Mark Greene in his monograph The Great Divide says something along the lines of: the greatest challenge facing the church today is the need to develop whole-life disciples. Apologies to Mark if I'm misquoting, but I think I have the gist of it and as I recall you'll find the exact sentence of page 20 unless mt memory is playing yet more tricks on me.

Anyway, the point is this, we need to be making disciples, followers of Jesus Christ, who are living out that discipleship in their everyday lives not just their Sunday and housegroup lives.

Discipleship has always been at the heart of the things that move me most.
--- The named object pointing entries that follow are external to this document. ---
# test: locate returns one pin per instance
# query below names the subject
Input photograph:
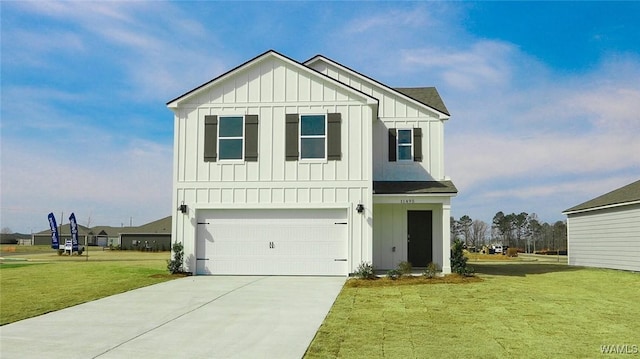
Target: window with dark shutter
(392, 144)
(210, 138)
(291, 137)
(417, 144)
(251, 138)
(334, 137)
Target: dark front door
(419, 238)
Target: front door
(419, 238)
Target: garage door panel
(273, 242)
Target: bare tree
(478, 232)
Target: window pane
(404, 153)
(404, 137)
(230, 149)
(312, 148)
(231, 126)
(312, 125)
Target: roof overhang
(424, 188)
(441, 115)
(175, 103)
(615, 205)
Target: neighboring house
(288, 168)
(605, 231)
(154, 235)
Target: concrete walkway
(192, 317)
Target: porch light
(182, 208)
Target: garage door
(272, 242)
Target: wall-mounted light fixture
(182, 208)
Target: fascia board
(173, 104)
(601, 207)
(441, 115)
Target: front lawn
(520, 309)
(34, 284)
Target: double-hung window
(313, 136)
(405, 145)
(231, 138)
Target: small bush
(175, 264)
(458, 260)
(431, 270)
(394, 274)
(365, 271)
(404, 268)
(512, 252)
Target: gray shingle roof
(413, 187)
(628, 193)
(426, 95)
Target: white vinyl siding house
(605, 232)
(272, 159)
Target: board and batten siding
(271, 88)
(607, 238)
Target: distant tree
(465, 228)
(478, 233)
(535, 228)
(520, 225)
(503, 224)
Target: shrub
(175, 264)
(394, 274)
(512, 252)
(431, 270)
(458, 260)
(364, 271)
(404, 268)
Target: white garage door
(272, 242)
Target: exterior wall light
(183, 208)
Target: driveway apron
(192, 317)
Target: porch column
(446, 238)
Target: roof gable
(621, 196)
(423, 96)
(273, 55)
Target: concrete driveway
(192, 317)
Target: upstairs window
(313, 136)
(405, 145)
(231, 138)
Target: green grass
(520, 309)
(35, 284)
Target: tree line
(523, 231)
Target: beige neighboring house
(605, 231)
(154, 235)
(308, 168)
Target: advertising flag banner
(73, 225)
(55, 237)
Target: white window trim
(326, 119)
(398, 145)
(243, 138)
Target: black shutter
(251, 138)
(291, 137)
(210, 138)
(334, 134)
(417, 144)
(392, 144)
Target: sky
(544, 96)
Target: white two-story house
(289, 168)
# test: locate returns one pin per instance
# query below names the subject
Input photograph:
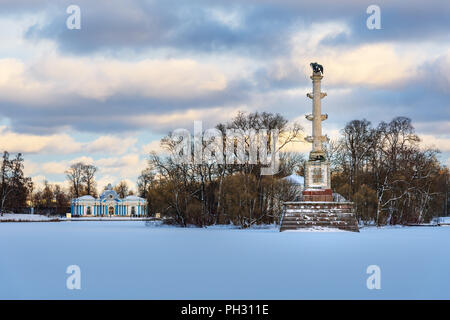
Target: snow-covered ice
(132, 260)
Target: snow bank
(129, 260)
(25, 217)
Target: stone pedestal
(310, 215)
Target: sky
(106, 93)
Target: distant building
(109, 204)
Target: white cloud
(62, 143)
(440, 142)
(51, 77)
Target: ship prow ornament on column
(317, 208)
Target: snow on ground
(138, 260)
(25, 217)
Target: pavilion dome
(133, 198)
(109, 193)
(87, 197)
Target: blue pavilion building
(109, 204)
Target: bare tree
(75, 176)
(88, 177)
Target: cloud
(441, 143)
(61, 143)
(53, 77)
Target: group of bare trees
(81, 178)
(220, 193)
(51, 199)
(384, 170)
(14, 186)
(391, 178)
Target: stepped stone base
(318, 195)
(310, 214)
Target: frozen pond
(128, 260)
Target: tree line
(382, 169)
(386, 172)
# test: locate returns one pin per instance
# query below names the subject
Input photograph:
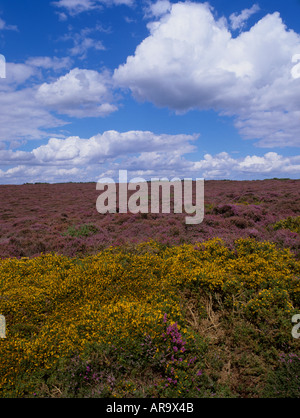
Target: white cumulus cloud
(190, 60)
(238, 20)
(79, 93)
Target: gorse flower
(55, 306)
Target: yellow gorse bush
(55, 305)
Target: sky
(163, 89)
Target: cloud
(79, 93)
(22, 116)
(74, 7)
(238, 20)
(110, 145)
(191, 61)
(158, 8)
(142, 153)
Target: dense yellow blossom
(55, 305)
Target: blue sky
(160, 88)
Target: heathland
(143, 305)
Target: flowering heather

I'm constantly asking myself about what discipleship really looks like, if it's actually defined by all those evangelical niceties I was taught when I first came to faith, or are they a smoke screen that too often allows me to treat my life with God superficially? A topic for more thought I feel.

Well, I was catching up with stuff from around the blogosphere this afternoon and a post from David Fitch popped up about the Missional Learning Commons that is coming up in Chicago in October. I see the information about these events and wish I could be there or at the very least find a few like-minded folk who would do it here in the UK near me!

These are some of the questions that will be shaping their discussions this October and I think they are questions that should be shaping our thoughts too.



  • What does discipleship actually look like in our lives?
  • Does the gospel we preach naturally and organically lead people into discipleship, or does it feel like an extra-curricular activity?
  • How should the call to make disciples shape and guide our church practices: what we do, and how we do it?
  • What is the significance of discipleship as the core component of the formation of Christian leaders?

Perhaps we should add at least a question about what we are going to do next about discipleship in our particular setting. At least that makes it practical and focussed.

I'm particularly drawn to the question about the Gospel we preach and whether it naturally leads to discipleship or not. Certainly in the past we preached a gospel of escape from judgment rather than one of transformation.